The Mudcat Café TM
Thread #17144   Message #2605531
Posted By: GUEST,Bob Coltman
06-Apr-09 - 08:02 AM
Thread Name: What is 'Vestapol'?
Subject: RE: What is 'Vestapol'?
Some years back I traced the roots of this Sevastopol/Vastopol open tuning thing to:

"Sebastopol." Descriptive Fantaisie composed by Henry Worrall.
Published in separate versions for piano, banjo, and guitar
Boston, Oliver Ditson Co. 1888. Also published by C.H. Ditson in New York, J.E. Ditson in Philadelphia, Lyon and Healy in Chicago and John C. Haynes & Co. (also) in Boston.

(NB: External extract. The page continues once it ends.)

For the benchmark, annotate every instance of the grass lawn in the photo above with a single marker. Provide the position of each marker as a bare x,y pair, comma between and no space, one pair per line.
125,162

No doubt it was also published in other places by other companies, for this was a very widespread and popular stage piece. It does indeed refer to the Crimean town and its role in the Crimean war, and uses harmonics, bugle effects, etc. to evoke stirring sounds of battle in performance.

(Interestingly the arrangement for banjo was done by banjo pioneer/craftsman S.S. Stewart.)

The sheet music gives the guitar tuning for "Sebastopol" as (low to high strings) D A D F# A D. The sheet music adds a direction for the guitarist to "Finger as if tuned in the ordinary manner."

The piece is without words. In tone it is a stage bravura piece, of the sort that used to be learned by advanced students for recitals. Because it was both formidable to play and relied on passages that weren't especially down-to-earth, the piece as written never passed into tradition.

But the open tuning caught fire and circulated among pickers almost at once, and there must have been enough performances by guitarists to get the name into circulation. Certainly by the 1920s "Sevastopol" (spelled thus by then) alternated with "Spanish" tuning (D G D G B D) as the most popular for both chord and slide guitarists who favored open tunings.

The placename Sebastopol meant little or nothing to most guitarists who, as years went on, had barely heard of Crimea or that war. Thus the word got bent into all kinds of shapes, Vestopol, Vastopol, Bestapol, etc., and the pronunciations would crack you up.

By the time I learned the tuning in the 1950s, nobody I knew called it anything but "Open D" --- just as the Spanish tuning (so called because it was used for Spanish Fandango) had become "Open G."

So far as I know there never was a standard traditional guitar piece called "Sevastopol" or any derivative. Libba Cotten's is one by that name, but over time I've heard people play various tunes called that. In short the name refers to the tuning, not the tune.